= The Witch's Garden =

Children's book by Lidia Postma

First edition (publ. Lemniscaat)

The Witch's Garden is a children's picture book written and illustrated by Lidia Postma. It was first published in the Netherlands in 1978 under the title De Heksentuin, and was distributed in the United States by McGraw-Hill the following year.

==Plot summary==
A group of children pass a little brick house on their way home from school each day. Trees cast ominous looking shadows upon an unruly, overgrown garden. The children believe the elderly woman who inhabits the house is a witch. In an attempt to frighten her, they create a monster costume from various household items they have collected.

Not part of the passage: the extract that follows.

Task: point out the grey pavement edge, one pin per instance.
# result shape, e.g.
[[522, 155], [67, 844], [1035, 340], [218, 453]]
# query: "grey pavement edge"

Their performance compels the woman to come outside and the children scramble in search of hiding places. She thanks them for the entertainment and invites them inside for a visit. Although the children are wary, they follow her into the kitchen. While the children fill their bellies with pancakes the woman has made for them, she recounts her girlhood encounters with a mysterious circus populated by elves and fairies. After they have finished their meal, the woman takes the children for a walk to a nearby pond. Much to their disbelief and amazement, they are introduced to some of the woman's otherworldly friends. When the children depart, they are unsure as to whether the day's events really took place or if they were imagined. However, they each return to their homes with a renewed sense of wonder and a newfound respect and fondness for the woman.

==About the author==
Lidia Postma was born in Hoorn, the Netherlands in 1952. She is the author and/or illustrator of many children's books as well as fantasy books for adults.